To make Integrated Modelling (IM) work, a way of passing data between models is required and to facilitate this, standards are necessary. Two sets of standards are required: data standards for one way, static transfer of data and model runtime standards for dynamic coupling. For the former, BGS environmental modellers use some basic standards: dxf, CSV, etc. However, it would be useful to identify internationally accepted standards that could be used for data exchange, particularly for gridded data. In terms of exchange of data during model runtime, the current standard and implementation used at BGS is OpenMI. OpenMI was designed with the solution of the problem posed by the Water Framework Directive, that of simulating catchment processes in a holistic manner. Therefore, the main aim of the OpenMI as it is currently implemented is for flexibility. It may not be appropriate in a high performance computing environment. Given that BGS’ requirements may change then it is necessary to identify and understand other standards or even approaches for linking models at runtime.

This report, therefore, focuses on the data standards for static and runtime coupling of numerical models used in the hydrological and atmospheric sciences. Included in this process are workflow engines, but approaches for other disciplines such as risk in the insurance industry and human health are not included.

The need for couplers

The need for interdisciplinary environmental modelling has become clear over the last decade as the evidence of the climate change has been growing stronger. Such modelling provides the means to study complex dynamics of the Earth system and thus aids finding ways to mitigate the impacts of the environmental change. In the year 2000, the Water Framework Directive was enacted, which recognised the need to implement integrated management strategies to address ever more rising and conflicting demands for water resources in a catchment. This problem is best addressed by adopting sound modelling approaches. Integrated modelling requires sharing and coupling models simulating different parts of the Earth system. The approach used to link such models is called ‘a coupler’. While a large number of different couplers are currently in use by scientists, their basic functions remain the same, namely: coordinating the execution of the coupled models and managing data transfer between them (Valcke et al., 2012[1]).

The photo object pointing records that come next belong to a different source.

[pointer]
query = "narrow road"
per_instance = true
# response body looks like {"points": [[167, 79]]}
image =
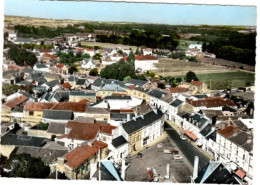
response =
{"points": [[188, 150]]}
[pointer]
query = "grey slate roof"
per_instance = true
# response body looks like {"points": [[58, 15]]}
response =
{"points": [[95, 110], [56, 128], [215, 172], [149, 118], [119, 141], [176, 103], [123, 97], [52, 83], [80, 93], [47, 155], [17, 140], [241, 139], [58, 115], [81, 82], [201, 96], [156, 93], [138, 82]]}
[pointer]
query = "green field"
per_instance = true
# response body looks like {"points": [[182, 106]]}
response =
{"points": [[217, 81], [185, 43]]}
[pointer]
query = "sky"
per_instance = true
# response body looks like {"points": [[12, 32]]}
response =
{"points": [[177, 14]]}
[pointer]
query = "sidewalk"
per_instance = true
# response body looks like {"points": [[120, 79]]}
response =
{"points": [[180, 131], [158, 140]]}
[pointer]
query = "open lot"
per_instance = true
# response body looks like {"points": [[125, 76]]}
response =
{"points": [[226, 63], [107, 45], [174, 67], [185, 43], [154, 157]]}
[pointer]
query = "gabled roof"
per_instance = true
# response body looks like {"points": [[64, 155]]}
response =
{"points": [[47, 155], [81, 81], [70, 106], [176, 103], [178, 89], [15, 101], [80, 93], [58, 115], [79, 155], [119, 141], [22, 140], [38, 106], [52, 83], [135, 125], [118, 97], [156, 93], [211, 102], [217, 173], [66, 85], [196, 83], [138, 82]]}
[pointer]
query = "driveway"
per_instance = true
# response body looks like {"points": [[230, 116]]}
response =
{"points": [[155, 158]]}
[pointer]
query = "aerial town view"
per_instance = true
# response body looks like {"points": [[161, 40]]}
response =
{"points": [[107, 91]]}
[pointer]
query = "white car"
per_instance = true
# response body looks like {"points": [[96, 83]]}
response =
{"points": [[183, 137], [177, 157]]}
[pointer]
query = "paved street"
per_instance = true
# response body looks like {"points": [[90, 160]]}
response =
{"points": [[180, 170], [188, 150]]}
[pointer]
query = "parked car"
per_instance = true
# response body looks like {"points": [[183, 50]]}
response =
{"points": [[183, 137], [177, 157]]}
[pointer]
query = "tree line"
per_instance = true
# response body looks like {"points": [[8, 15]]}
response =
{"points": [[238, 47], [148, 38]]}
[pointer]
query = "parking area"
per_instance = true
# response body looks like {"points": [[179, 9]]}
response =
{"points": [[154, 157]]}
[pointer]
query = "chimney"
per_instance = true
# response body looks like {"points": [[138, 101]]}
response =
{"points": [[249, 139], [123, 169], [196, 166], [235, 132], [128, 117]]}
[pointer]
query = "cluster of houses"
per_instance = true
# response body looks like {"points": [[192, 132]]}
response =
{"points": [[90, 121]]}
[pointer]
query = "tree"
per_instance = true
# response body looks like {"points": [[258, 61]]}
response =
{"points": [[97, 56], [131, 57], [25, 166], [73, 69], [127, 79], [21, 56], [191, 76], [93, 72]]}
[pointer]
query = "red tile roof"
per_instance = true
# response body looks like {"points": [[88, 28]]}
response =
{"points": [[146, 57], [45, 50], [84, 101], [38, 106], [15, 101], [190, 134], [66, 85], [79, 155], [197, 83], [73, 106], [99, 144], [16, 67], [240, 173], [50, 56], [178, 89], [211, 102], [229, 131], [59, 65], [87, 131]]}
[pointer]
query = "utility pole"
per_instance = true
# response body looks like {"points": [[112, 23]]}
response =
{"points": [[99, 166]]}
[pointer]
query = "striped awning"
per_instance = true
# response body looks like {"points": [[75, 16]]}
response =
{"points": [[190, 134]]}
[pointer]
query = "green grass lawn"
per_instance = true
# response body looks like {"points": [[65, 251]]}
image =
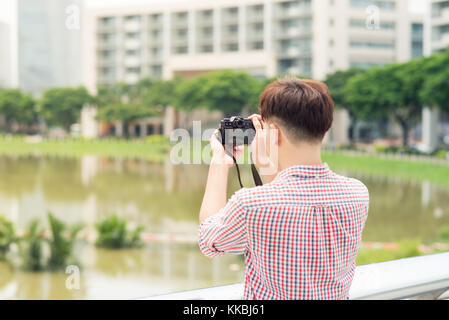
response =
{"points": [[404, 169]]}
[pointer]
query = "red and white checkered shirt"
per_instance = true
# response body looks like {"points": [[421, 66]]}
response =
{"points": [[299, 234]]}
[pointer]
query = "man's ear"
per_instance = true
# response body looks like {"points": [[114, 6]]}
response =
{"points": [[276, 133]]}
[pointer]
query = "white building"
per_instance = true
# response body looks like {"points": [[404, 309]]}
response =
{"points": [[5, 56], [263, 37], [440, 24], [43, 45], [438, 31]]}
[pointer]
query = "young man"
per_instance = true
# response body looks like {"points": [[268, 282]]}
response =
{"points": [[299, 232]]}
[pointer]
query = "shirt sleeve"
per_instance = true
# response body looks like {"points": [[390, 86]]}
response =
{"points": [[224, 231]]}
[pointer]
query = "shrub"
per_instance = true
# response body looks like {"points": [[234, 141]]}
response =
{"points": [[31, 248], [7, 236], [61, 242], [156, 139], [113, 233], [406, 248]]}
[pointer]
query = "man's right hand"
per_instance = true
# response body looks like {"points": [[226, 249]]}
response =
{"points": [[258, 149]]}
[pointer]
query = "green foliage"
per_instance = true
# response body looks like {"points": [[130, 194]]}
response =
{"points": [[61, 242], [113, 233], [7, 236], [336, 83], [18, 107], [406, 249], [31, 248], [62, 106]]}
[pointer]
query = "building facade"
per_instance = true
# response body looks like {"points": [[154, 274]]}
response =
{"points": [[263, 37], [440, 24], [43, 45]]}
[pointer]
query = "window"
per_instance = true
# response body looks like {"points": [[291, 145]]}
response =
{"points": [[132, 53], [132, 35], [365, 64], [389, 5], [181, 32], [207, 31], [181, 15], [362, 24], [132, 19], [207, 14], [181, 50], [372, 45], [258, 45], [232, 47], [233, 29], [207, 48]]}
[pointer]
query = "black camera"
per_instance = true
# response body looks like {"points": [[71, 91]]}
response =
{"points": [[237, 131]]}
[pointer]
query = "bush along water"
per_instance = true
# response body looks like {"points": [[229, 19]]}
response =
{"points": [[61, 243], [114, 233], [7, 237]]}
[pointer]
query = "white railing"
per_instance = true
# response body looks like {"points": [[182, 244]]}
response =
{"points": [[423, 277]]}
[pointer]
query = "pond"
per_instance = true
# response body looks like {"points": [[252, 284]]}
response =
{"points": [[166, 199]]}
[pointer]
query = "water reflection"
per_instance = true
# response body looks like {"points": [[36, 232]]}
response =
{"points": [[166, 199], [126, 274]]}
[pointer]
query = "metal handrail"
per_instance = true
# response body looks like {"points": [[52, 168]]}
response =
{"points": [[423, 277]]}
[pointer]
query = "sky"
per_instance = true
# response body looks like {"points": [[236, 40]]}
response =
{"points": [[6, 6]]}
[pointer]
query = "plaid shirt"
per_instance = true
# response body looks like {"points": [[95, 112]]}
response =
{"points": [[299, 234]]}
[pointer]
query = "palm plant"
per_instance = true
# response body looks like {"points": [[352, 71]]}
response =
{"points": [[32, 248], [7, 236], [113, 233], [61, 242]]}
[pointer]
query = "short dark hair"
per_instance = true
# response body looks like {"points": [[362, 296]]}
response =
{"points": [[304, 108]]}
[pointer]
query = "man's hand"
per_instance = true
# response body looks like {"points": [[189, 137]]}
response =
{"points": [[219, 155], [259, 152]]}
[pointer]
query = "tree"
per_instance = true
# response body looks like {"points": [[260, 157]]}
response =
{"points": [[228, 91], [336, 83], [125, 103], [435, 89], [161, 93], [18, 107], [391, 90], [62, 106]]}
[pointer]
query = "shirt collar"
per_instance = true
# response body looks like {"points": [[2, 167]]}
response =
{"points": [[318, 171]]}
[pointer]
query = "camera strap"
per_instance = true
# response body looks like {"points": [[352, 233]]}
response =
{"points": [[256, 176]]}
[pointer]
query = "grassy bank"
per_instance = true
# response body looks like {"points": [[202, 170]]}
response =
{"points": [[403, 169], [156, 148], [153, 149]]}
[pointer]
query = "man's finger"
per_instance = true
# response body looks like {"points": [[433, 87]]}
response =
{"points": [[257, 123]]}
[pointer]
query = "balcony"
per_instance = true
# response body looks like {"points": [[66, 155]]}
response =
{"points": [[107, 44], [293, 12], [293, 32], [132, 43], [442, 18], [132, 26], [105, 27], [424, 277], [132, 61]]}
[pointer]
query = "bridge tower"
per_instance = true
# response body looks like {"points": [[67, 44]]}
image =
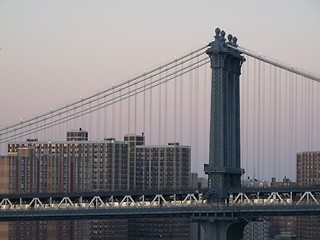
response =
{"points": [[224, 170]]}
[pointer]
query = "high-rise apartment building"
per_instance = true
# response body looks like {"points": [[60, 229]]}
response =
{"points": [[81, 165], [308, 175]]}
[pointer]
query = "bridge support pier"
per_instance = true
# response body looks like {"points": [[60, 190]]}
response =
{"points": [[223, 229]]}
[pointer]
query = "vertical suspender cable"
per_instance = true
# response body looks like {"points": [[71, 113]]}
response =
{"points": [[290, 119], [120, 135], [181, 106], [280, 130], [263, 120], [165, 108], [191, 116], [113, 112], [205, 139], [175, 103], [247, 116], [135, 109], [275, 124], [259, 111], [129, 110], [159, 112], [105, 119], [295, 118], [196, 114], [150, 112], [254, 117], [144, 103], [302, 130]]}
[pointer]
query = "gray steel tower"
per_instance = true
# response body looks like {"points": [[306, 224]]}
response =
{"points": [[224, 170]]}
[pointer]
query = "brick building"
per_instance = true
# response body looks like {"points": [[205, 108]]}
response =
{"points": [[80, 165]]}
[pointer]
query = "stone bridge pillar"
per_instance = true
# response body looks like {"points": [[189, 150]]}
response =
{"points": [[223, 229], [224, 170]]}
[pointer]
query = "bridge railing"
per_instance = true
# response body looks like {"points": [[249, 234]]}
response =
{"points": [[245, 198]]}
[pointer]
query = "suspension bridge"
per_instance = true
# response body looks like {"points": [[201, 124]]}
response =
{"points": [[273, 105]]}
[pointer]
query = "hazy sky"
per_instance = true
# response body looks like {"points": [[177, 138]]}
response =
{"points": [[53, 52]]}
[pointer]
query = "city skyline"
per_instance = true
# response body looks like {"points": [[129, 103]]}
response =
{"points": [[113, 50]]}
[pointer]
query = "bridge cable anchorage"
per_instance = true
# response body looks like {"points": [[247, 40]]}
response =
{"points": [[79, 103], [276, 63]]}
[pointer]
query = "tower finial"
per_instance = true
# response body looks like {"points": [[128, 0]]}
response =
{"points": [[217, 33], [223, 34]]}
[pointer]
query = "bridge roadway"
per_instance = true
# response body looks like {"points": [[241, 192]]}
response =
{"points": [[243, 203]]}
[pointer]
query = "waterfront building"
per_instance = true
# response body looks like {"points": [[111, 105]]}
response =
{"points": [[78, 164], [308, 175]]}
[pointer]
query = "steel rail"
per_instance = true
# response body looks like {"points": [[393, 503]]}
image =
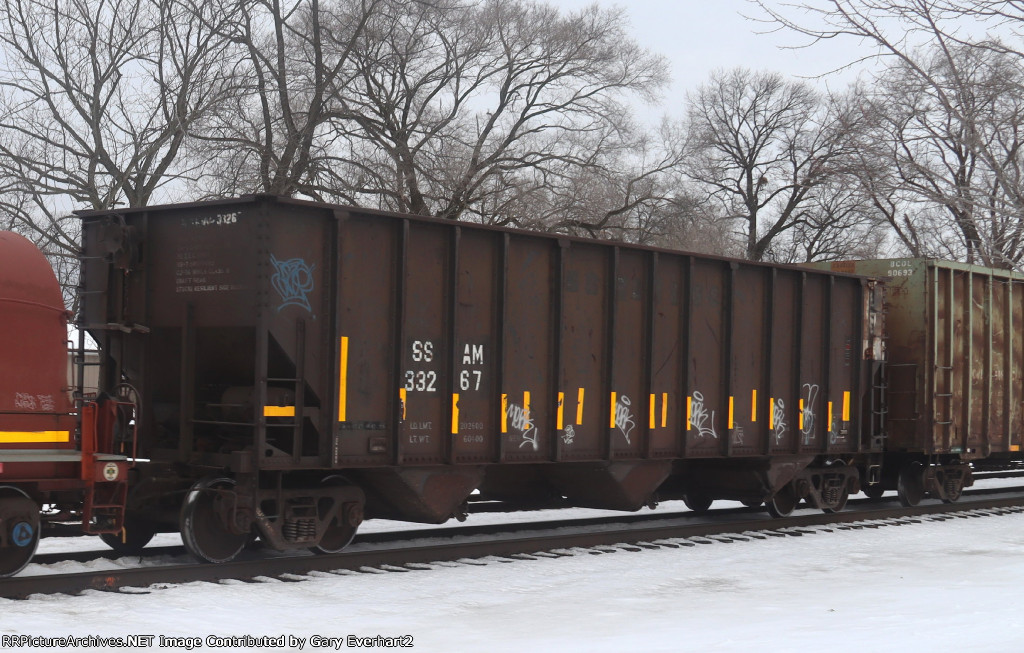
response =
{"points": [[400, 556]]}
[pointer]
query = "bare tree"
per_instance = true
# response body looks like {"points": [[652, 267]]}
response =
{"points": [[763, 146], [291, 60], [96, 101], [462, 109], [913, 150], [943, 51]]}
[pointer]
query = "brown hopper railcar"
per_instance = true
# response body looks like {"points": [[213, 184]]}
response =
{"points": [[302, 365]]}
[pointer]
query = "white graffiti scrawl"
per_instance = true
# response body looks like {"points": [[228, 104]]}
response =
{"points": [[811, 391], [624, 419], [568, 434], [699, 419], [778, 418], [521, 422]]}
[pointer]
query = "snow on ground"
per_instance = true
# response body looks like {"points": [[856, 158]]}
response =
{"points": [[948, 585]]}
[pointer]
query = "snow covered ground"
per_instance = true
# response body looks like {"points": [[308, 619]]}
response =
{"points": [[950, 585]]}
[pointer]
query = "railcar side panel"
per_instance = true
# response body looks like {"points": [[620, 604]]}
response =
{"points": [[628, 419], [584, 337], [668, 355], [367, 404], [526, 394], [474, 357]]}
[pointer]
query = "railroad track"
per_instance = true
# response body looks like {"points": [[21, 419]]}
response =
{"points": [[406, 551]]}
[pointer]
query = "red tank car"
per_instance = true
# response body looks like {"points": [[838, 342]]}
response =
{"points": [[51, 454]]}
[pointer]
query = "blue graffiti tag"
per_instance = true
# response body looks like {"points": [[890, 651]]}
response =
{"points": [[293, 280]]}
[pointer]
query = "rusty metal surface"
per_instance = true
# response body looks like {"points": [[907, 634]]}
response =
{"points": [[955, 357], [266, 334]]}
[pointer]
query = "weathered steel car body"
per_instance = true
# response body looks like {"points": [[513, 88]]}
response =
{"points": [[300, 365]]}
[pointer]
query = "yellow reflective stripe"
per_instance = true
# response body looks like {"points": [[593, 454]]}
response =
{"points": [[526, 417], [279, 411], [580, 394], [455, 412], [343, 381], [35, 436], [505, 414], [561, 411]]}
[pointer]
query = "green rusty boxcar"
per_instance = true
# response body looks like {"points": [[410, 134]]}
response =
{"points": [[954, 371]]}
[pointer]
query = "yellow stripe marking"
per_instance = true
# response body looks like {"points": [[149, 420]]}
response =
{"points": [[561, 411], [505, 414], [35, 436], [455, 412], [526, 418], [343, 381], [279, 411]]}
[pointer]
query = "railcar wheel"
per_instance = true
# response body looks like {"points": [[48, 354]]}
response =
{"points": [[19, 521], [910, 485], [341, 530], [203, 529], [873, 491], [783, 503], [132, 538], [696, 502]]}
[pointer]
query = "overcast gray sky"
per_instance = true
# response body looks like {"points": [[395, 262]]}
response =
{"points": [[698, 36]]}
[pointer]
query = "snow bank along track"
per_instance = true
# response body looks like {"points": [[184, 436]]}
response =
{"points": [[398, 552]]}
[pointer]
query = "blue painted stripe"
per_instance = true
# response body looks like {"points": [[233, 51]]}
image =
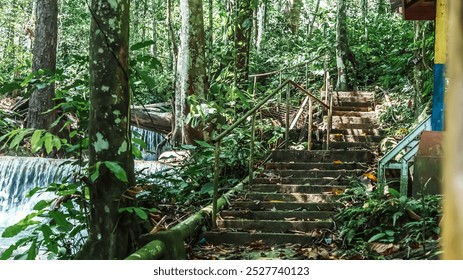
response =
{"points": [[437, 118]]}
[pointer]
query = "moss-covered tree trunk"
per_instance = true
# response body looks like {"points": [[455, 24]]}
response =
{"points": [[343, 52], [191, 70], [111, 234], [294, 14], [44, 57], [242, 39]]}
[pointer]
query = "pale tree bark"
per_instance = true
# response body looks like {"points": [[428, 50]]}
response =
{"points": [[452, 229], [191, 70], [242, 41], [44, 57], [112, 234], [343, 52], [260, 24], [294, 14], [314, 18]]}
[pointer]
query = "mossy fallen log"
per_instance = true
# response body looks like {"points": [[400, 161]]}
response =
{"points": [[170, 244]]}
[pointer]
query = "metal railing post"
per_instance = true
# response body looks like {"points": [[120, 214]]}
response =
{"points": [[287, 117], [310, 124], [216, 184], [251, 150]]}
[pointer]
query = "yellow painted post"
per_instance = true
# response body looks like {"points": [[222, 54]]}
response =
{"points": [[452, 229], [440, 55]]}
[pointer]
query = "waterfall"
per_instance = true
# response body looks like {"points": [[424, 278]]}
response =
{"points": [[18, 175], [152, 140]]}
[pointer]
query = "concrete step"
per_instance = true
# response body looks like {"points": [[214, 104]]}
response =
{"points": [[321, 156], [327, 181], [310, 165], [363, 126], [269, 239], [371, 114], [290, 197], [359, 132], [284, 205], [353, 120], [277, 215], [355, 138], [354, 94], [360, 108], [274, 226], [297, 188], [353, 145], [314, 173]]}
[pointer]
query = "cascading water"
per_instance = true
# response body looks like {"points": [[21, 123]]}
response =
{"points": [[18, 175], [152, 140]]}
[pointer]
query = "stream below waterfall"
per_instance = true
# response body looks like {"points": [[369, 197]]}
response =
{"points": [[18, 175]]}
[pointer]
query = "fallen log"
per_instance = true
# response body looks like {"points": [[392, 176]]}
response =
{"points": [[151, 118]]}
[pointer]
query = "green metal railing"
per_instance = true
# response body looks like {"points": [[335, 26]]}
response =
{"points": [[252, 113], [400, 156]]}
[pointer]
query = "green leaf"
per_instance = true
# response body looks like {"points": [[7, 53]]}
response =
{"points": [[376, 237], [141, 213], [204, 144], [141, 45], [9, 88], [35, 140], [48, 142], [8, 252], [389, 232], [13, 230], [117, 170], [18, 138], [207, 188], [32, 252], [394, 193], [57, 142], [42, 204], [61, 221]]}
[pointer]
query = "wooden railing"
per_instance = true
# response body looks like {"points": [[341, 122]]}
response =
{"points": [[252, 113]]}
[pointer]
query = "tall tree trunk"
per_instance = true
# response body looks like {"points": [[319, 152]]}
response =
{"points": [[242, 40], [314, 18], [112, 234], [341, 46], [154, 35], [294, 14], [343, 52], [261, 11], [44, 57], [191, 70]]}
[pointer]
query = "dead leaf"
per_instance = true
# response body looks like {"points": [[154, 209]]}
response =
{"points": [[384, 249], [371, 176]]}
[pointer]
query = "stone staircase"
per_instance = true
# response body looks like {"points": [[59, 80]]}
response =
{"points": [[297, 192]]}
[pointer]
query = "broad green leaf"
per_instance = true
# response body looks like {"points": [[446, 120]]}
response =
{"points": [[32, 252], [141, 213], [9, 88], [48, 142], [204, 144], [141, 45], [35, 139], [376, 237], [207, 188], [18, 138], [8, 252], [139, 142], [13, 230], [117, 170], [126, 209], [57, 142], [42, 204], [61, 221]]}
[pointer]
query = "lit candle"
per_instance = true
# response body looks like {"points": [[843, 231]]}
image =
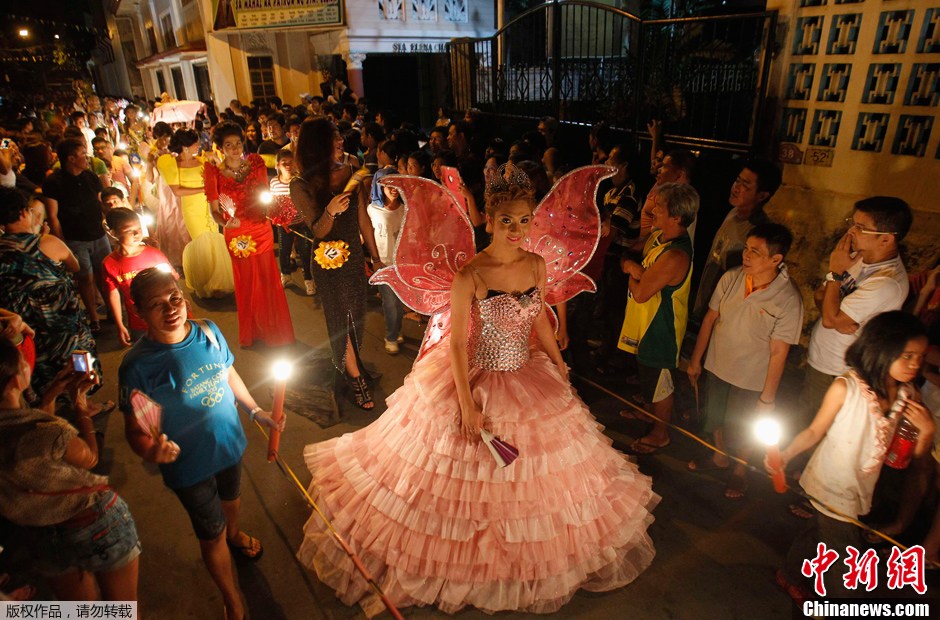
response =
{"points": [[146, 221], [281, 370], [768, 432]]}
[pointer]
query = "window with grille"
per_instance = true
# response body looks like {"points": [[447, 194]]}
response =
{"points": [[261, 74], [166, 29]]}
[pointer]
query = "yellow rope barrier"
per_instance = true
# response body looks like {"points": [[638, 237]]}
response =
{"points": [[741, 461]]}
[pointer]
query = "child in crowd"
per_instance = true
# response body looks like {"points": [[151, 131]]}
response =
{"points": [[854, 429], [387, 215], [290, 220], [120, 266]]}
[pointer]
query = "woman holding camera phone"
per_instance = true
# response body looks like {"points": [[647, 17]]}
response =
{"points": [[35, 283], [80, 532]]}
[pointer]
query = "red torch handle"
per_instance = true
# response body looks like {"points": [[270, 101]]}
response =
{"points": [[776, 464], [277, 414]]}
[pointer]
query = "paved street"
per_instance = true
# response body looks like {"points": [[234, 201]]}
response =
{"points": [[715, 557]]}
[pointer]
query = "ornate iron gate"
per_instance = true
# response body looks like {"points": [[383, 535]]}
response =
{"points": [[583, 62]]}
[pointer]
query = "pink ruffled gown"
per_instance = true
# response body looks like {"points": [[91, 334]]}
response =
{"points": [[434, 518]]}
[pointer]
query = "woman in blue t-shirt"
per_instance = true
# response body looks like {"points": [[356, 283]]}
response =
{"points": [[185, 367]]}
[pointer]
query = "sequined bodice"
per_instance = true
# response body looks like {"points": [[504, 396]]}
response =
{"points": [[500, 327]]}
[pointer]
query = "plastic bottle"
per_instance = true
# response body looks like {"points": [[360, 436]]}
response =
{"points": [[901, 450]]}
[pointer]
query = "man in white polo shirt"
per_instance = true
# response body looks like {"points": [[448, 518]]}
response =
{"points": [[755, 314], [866, 277]]}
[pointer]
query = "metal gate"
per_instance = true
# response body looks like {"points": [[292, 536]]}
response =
{"points": [[583, 62]]}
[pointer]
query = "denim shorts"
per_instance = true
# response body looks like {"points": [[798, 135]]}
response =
{"points": [[107, 543], [203, 501], [90, 254]]}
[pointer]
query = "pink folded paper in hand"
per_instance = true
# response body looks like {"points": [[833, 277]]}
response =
{"points": [[148, 413], [502, 452]]}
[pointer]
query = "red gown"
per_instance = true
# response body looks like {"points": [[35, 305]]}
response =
{"points": [[262, 306]]}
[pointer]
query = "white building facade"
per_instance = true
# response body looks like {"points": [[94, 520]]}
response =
{"points": [[248, 49]]}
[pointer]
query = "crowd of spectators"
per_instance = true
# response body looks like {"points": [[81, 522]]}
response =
{"points": [[95, 194]]}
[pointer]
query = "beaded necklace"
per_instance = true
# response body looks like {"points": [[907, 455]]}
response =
{"points": [[241, 173]]}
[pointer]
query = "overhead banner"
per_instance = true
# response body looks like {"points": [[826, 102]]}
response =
{"points": [[271, 13]]}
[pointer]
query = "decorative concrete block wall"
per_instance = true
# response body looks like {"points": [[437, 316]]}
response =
{"points": [[857, 86]]}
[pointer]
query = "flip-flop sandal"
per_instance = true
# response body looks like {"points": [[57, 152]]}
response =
{"points": [[106, 408], [631, 414], [797, 593], [736, 489], [644, 447], [705, 463], [801, 510], [247, 551], [874, 539]]}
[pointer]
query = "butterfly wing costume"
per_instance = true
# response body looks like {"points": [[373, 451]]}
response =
{"points": [[434, 517]]}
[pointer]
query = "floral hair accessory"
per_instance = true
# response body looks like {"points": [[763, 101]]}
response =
{"points": [[508, 176], [243, 246], [331, 254]]}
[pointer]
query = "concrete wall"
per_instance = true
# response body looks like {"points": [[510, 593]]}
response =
{"points": [[822, 74]]}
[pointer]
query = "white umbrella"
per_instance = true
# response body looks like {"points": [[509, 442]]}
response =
{"points": [[176, 112]]}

The technologies used for coupling models vary in the level of ‘intrusiveness’, which can be defined as the amount of work required to make a component ‘couplable’ (Lawrence et al., Manuscript[2]). The coupling technologies can be divided into: monolithic, component-based, communication-based, and scheduled (Dunlap et al., 2013[3]). The monolithic approach requires combining code from multiple models into one code (Dunlap et al., 2013[3]). The component-based approach introduces the concept of standard interfaces. In this approach each model, called a ‘component’, has: an interface to communicate with other models, a structure in compliance with predefined criteria, and performs a distinct function (Dunlap et al., 2013[3], Lu 2011[4]). In communication and scheduled approaches models are independent (Dunlap et al., 2013[3], Lu 2011[4]). The communication approach requires embedding library calls within the model's code for sending and receiving data (Dunlap et al., 2013[3]). In the scheduled approach the output from one model is used as an input to the next one, thus the models do not affect each other during the execution (Dunlap et al., 2013[3]).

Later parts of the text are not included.